Gn 16.11 : « L’ange du Seigneur lui dit : « Tu es enceinte, tu vas enfanter un fils, et tu lui donneras le nom d’Ismaël (c’est-à-dire : Dieu entend), car le Seigneur t’a entendue dans ton humiliation ».
Et même une fois Agar, sa mère, chassée avec l’enfant, ce dernier est toujours en bonne grâce devant le Seigneur :
Gn 21.17 : « Dieu entendit la voix du petit garçon ; et du ciel, l’ange de Dieu appela Agar : « Qu’as-tu, Agar ? Sois sans crainte, car Dieu a entendu la voix du petit garçon, sous le buisson où il était. »
Même s’il n’est pas le fils de l’Alliance, il n’est pas le fils de la promesse, Ismaël est écouté et Dieu agit en sa faveur. C’est un bon réconfort si vous estimez que vous n’êtes pas bénis et même presque abandonné ! Dieu se préoccupe de tous ! Seulement, certains sont au service de son dessein universel et c’est le cas d’Isaac, le fils de la promesse.
Beaucoup de Psaumes commence par cette demande « écoute Seigneur », ma voix, mon cri d’appel, ma détresse, mon angoisse…Par exemple Ps 27.7 : « Écoute, Seigneur, je t'appelle ! Pitié ! Réponds-moi ! » (Schema Adonaï, koli ekra, vehaneny vaâneny ).
Le pauvre Job crie vers le Ciel et demande une seule chose : « Si j’avais seulement quelqu’un pour m’écouter ! Voilà mon dernier mot. Que le Puissant me réponde ! Que la partie adverse rédige son mémoire ! » (Job 31.35)
Demander l’écoute de Dieu, c’est en fait lui demander d’agir, de faire quelque chose pour nous.
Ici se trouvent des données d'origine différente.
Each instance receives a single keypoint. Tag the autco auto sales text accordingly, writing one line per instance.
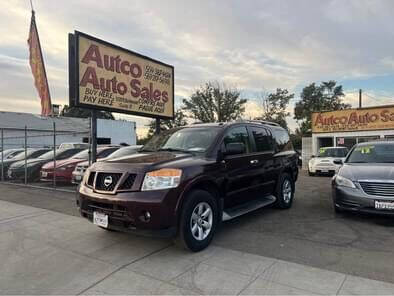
(104, 91)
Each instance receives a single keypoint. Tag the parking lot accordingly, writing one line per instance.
(310, 234)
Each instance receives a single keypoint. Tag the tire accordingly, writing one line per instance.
(284, 192)
(196, 204)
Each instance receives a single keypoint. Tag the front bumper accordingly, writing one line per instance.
(126, 210)
(354, 199)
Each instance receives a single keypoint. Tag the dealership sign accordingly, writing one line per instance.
(107, 77)
(376, 118)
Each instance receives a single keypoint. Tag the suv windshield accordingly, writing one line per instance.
(186, 139)
(380, 153)
(332, 152)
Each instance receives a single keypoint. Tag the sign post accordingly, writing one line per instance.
(104, 76)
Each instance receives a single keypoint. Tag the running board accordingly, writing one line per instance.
(250, 206)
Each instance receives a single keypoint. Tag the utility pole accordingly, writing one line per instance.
(360, 92)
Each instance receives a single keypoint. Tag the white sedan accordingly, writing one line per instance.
(324, 162)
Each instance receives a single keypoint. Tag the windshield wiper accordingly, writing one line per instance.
(174, 150)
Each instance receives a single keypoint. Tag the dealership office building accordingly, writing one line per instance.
(348, 127)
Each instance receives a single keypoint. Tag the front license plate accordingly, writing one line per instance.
(100, 219)
(384, 205)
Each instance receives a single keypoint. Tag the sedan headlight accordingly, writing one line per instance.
(161, 179)
(342, 181)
Car les deux aspects sont inséparables en hébreux. Ecouter implique une action qui suit ce qui a été dit. En demandant l’écoute divine, on ne recherche pas uniquement une oreille attentive à ses problèmes, on souhaite surtout être exaucé. Ce verbe demande donc à Dieu de réagir. « Ecouter » c’est donc prêter attention, focaliser son attention sur quelque chose de précis.
L’écoute d’Israël
Ainsi Dieu demande à son peuple de faire la même chose que lui. Nous passons de « schema Adonaï » à « Schema Israël ».
Cette écoute que demande Dieu à son peuple est une activité universelle qui implique l’oreille. Cette dernière est un don divin :
Pr 20.12 : « L’oreille qui entend, l’œil qui voit : le Seigneur les a faits l’un et l’autre. »
Le Seigneur nous donne la capacité de l’écouter lui. Ecouter dans ce sens devient donc prêter attention et réagir à la demande de Dieu à notre égard.
Ex 19.5 : « Maintenant donc, si vous écoutez ma voix et gardez mon alliance, vous serez mon domaine particulier parmi tous les peuples, car toute la terre m’appartient »
Autrement dit, « écouter » et « être fidèle » à l’alliance c’est pareil. Comment être fidèle à l’Alliance ? Cela revient à obéir. Il est remarquable de noter qu’en hébreux ancien, il n’existe aucun verbe qui traduise la notion « d’obéir », ou le fait d’exécuter des ordres. C’est parce que cette notion est déjà contenue dans le verbe « écouter » (shema). Ce n’est pas la peine de le préciser, en hébreux, « écouter », c’est « obéir » aussi.
« Ecouter » et « faire ce qui a été entendu » sont les deux facettes du même verbe hébreux « shema ».
C’est la raison pour laquelle le prophète Jérémie dit : « Écoutez donc ceci, peuple stupide et sans intelligence ! – Ils ont des yeux et ne voient pas, des oreilles et n’entendent pas ! » (Jr 5. 21)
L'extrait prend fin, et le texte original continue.